```{contents}
```
## Flow-Based Generative Models

---

### Core Idea

Flow-based models are **generative models** that learn to map complex data (like images) into a **simple, tractable distribution** (like a Gaussian) — and vice versa — using a **reversible (invertible) transformation**.

In simple terms:

> They **learn an exact mathematical mapping** between real data and random noise — allowing both **generation** and **density estimation** directly.

So, unlike GANs (which are implicit) or diffusion models (which are iterative), **flow-based models** are **explicit and invertible**.

---

### Intuition

Imagine you have:

* A **complex distribution** $p_X(x)$: real images, audio, etc.
* A **simple distribution** $p_Z(z)$: standard normal $\mathcal{N}(0, I)$.

Flow models learn a **bijective function** $f_\theta$ such that:

$$
z = f_\theta(x) \quad \text{and} \quad x = f_\theta^{-1}(z)
$$

So:

* **Forward pass:** maps data → latent noise
* **Inverse pass:** maps noise → realistic data

This **invertibility** makes flows unique.

---

### Probability Transformation (Change of Variables)

The probability density of $x$ is derived from $z = f_\theta(x)$:

$$
p_X(x) = p_Z(f_\theta(x)) \cdot \left| \det \frac{\partial f_\theta(x)}{\partial x} \right|
$$

Taking log:

$$
\log p_X(x) = \log p_Z(f_\theta(x)) + \log \left| \det J_{f_\theta}(x) \right|
$$

where $J_{f_\theta}(x)$ is the **Jacobian matrix** of the transformation.

Thus, **training** means maximizing the likelihood of real data under this model — i.e.,
$$
\max_\theta \sum_x \log p_X(x)
$$

---

### Key Requirements

For a transformation $f_\theta$ to be valid in flow-based models, it must be:

1. **Invertible** (can compute both forward and inverse mapping)
2. **Differentiable** (for gradient-based learning)
3. **Jacobian determinant computable efficiently**

---

### Architecture Overview

Flow-based models are composed of **a sequence of invertible transformations** (flows):

$$
z = f_K \circ f_{K-1} \circ \dots \circ f_1(x)
$$

Each transformation layer simplifies the data progressively.

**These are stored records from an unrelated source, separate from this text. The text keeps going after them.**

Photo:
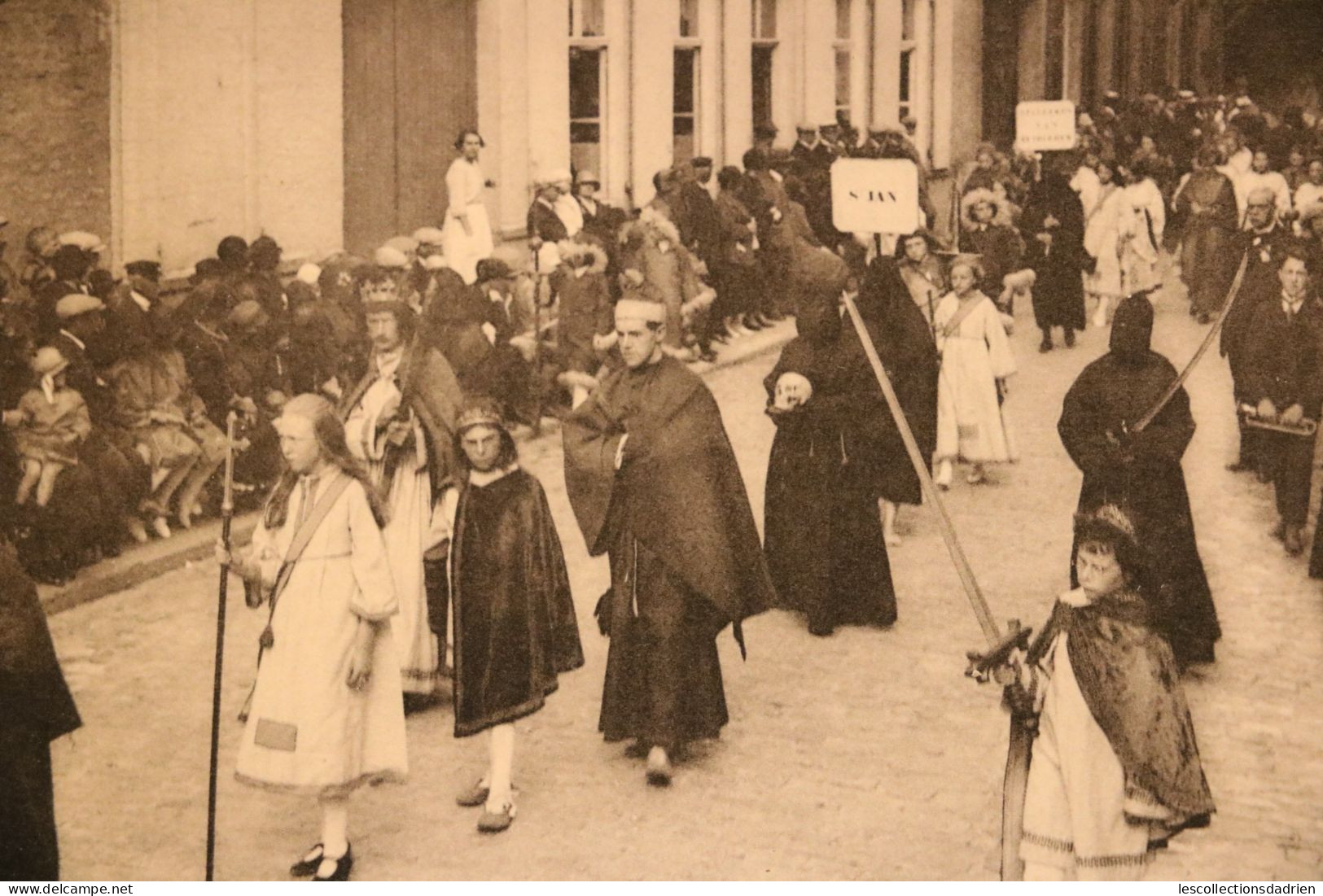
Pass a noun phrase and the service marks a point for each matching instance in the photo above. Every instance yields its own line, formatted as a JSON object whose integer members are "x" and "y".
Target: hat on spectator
{"x": 144, "y": 269}
{"x": 391, "y": 256}
{"x": 429, "y": 237}
{"x": 493, "y": 269}
{"x": 48, "y": 361}
{"x": 638, "y": 303}
{"x": 82, "y": 239}
{"x": 309, "y": 273}
{"x": 77, "y": 303}
{"x": 247, "y": 313}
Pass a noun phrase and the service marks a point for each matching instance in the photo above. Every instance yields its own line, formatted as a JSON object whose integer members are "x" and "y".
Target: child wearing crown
{"x": 515, "y": 625}
{"x": 1115, "y": 769}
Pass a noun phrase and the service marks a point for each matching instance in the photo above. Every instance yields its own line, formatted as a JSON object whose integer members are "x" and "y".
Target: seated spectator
{"x": 49, "y": 425}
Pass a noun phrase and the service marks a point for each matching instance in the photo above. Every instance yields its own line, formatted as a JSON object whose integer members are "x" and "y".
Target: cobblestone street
{"x": 861, "y": 756}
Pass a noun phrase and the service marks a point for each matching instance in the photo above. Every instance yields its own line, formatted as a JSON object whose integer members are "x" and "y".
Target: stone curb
{"x": 142, "y": 563}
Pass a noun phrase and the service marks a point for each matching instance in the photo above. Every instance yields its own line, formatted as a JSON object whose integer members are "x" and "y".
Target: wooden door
{"x": 410, "y": 84}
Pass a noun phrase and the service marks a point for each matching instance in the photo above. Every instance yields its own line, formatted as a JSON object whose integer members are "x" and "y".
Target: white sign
{"x": 1044, "y": 126}
{"x": 874, "y": 196}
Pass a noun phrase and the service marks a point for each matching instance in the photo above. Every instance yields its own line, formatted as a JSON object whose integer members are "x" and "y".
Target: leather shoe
{"x": 493, "y": 822}
{"x": 342, "y": 868}
{"x": 307, "y": 866}
{"x": 474, "y": 796}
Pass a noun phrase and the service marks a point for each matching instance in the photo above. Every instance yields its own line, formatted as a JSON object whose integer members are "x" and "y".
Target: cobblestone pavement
{"x": 861, "y": 756}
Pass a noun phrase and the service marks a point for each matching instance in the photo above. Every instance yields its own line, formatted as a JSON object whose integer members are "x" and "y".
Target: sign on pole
{"x": 1043, "y": 126}
{"x": 874, "y": 196}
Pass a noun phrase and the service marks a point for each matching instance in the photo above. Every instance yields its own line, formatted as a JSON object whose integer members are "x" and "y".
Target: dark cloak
{"x": 909, "y": 357}
{"x": 1132, "y": 684}
{"x": 686, "y": 558}
{"x": 36, "y": 707}
{"x": 1142, "y": 474}
{"x": 515, "y": 625}
{"x": 1058, "y": 288}
{"x": 1207, "y": 252}
{"x": 823, "y": 534}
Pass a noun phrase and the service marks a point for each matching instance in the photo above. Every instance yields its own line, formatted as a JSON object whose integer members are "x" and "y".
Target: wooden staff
{"x": 999, "y": 641}
{"x": 226, "y": 516}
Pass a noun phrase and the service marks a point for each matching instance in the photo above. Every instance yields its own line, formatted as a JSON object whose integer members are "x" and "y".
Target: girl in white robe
{"x": 467, "y": 231}
{"x": 977, "y": 358}
{"x": 326, "y": 715}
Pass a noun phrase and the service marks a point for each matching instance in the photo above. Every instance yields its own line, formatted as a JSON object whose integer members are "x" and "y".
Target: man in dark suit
{"x": 1284, "y": 381}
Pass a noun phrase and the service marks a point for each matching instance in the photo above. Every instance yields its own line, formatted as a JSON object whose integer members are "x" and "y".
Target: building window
{"x": 764, "y": 50}
{"x": 684, "y": 129}
{"x": 688, "y": 17}
{"x": 1054, "y": 50}
{"x": 588, "y": 17}
{"x": 842, "y": 46}
{"x": 588, "y": 91}
{"x": 908, "y": 57}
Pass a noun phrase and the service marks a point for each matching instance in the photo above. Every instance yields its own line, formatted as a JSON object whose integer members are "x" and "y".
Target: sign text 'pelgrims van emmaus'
{"x": 1044, "y": 126}
{"x": 874, "y": 196}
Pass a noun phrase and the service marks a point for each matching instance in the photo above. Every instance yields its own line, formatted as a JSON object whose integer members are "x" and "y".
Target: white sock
{"x": 502, "y": 751}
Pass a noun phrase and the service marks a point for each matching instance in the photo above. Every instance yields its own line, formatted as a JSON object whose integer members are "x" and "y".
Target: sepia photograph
{"x": 662, "y": 440}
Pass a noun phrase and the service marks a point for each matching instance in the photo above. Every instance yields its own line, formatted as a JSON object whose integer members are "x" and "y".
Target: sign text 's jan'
{"x": 1045, "y": 126}
{"x": 874, "y": 196}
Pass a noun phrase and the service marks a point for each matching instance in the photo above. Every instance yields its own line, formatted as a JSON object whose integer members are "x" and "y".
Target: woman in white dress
{"x": 977, "y": 360}
{"x": 326, "y": 715}
{"x": 1101, "y": 234}
{"x": 467, "y": 233}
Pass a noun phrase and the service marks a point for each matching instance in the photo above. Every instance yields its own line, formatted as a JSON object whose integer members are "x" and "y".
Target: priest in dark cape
{"x": 1141, "y": 474}
{"x": 823, "y": 537}
{"x": 1052, "y": 224}
{"x": 654, "y": 484}
{"x": 35, "y": 709}
{"x": 515, "y": 624}
{"x": 909, "y": 357}
{"x": 1206, "y": 208}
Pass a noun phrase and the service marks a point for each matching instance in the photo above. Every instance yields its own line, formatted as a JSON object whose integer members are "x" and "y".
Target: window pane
{"x": 585, "y": 84}
{"x": 684, "y": 138}
{"x": 686, "y": 65}
{"x": 765, "y": 19}
{"x": 762, "y": 85}
{"x": 688, "y": 17}
{"x": 842, "y": 78}
{"x": 592, "y": 19}
{"x": 843, "y": 20}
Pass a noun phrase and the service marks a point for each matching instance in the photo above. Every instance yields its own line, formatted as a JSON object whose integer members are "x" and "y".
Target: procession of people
{"x": 381, "y": 400}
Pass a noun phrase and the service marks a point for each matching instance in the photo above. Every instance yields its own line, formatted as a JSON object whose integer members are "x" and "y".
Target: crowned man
{"x": 401, "y": 419}
{"x": 655, "y": 485}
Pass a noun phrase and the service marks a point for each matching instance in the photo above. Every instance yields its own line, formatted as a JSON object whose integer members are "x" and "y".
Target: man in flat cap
{"x": 655, "y": 485}
{"x": 120, "y": 474}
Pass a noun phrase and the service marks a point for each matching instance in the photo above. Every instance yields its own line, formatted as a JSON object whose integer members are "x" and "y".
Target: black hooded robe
{"x": 515, "y": 625}
{"x": 684, "y": 551}
{"x": 1058, "y": 288}
{"x": 909, "y": 357}
{"x": 821, "y": 534}
{"x": 1143, "y": 474}
{"x": 35, "y": 709}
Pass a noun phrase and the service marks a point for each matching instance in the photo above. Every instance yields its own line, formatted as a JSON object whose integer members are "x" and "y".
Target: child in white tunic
{"x": 326, "y": 715}
{"x": 1115, "y": 771}
{"x": 977, "y": 360}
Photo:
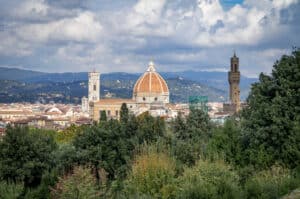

At the end, you get a latent variable $z$ following a Gaussian distribution.

---

### Common Building Blocks

| **Component**                  | **Purpose**                                              |
| ------------------------------ | -------------------------------------------------------- |
| **Affine coupling layer**      | Enables invertibility and efficient Jacobian computation |
| **ActNorm**                    | Normalization for stable training                        |
| **1×1 Invertible Convolution** | Improves expressiveness by permuting channels            |
| **Squeeze Layer**              | Reshapes spatial dimensions for hierarchical processing  |

---

### Training and Sampling

#### Training (Maximum Likelihood Estimation)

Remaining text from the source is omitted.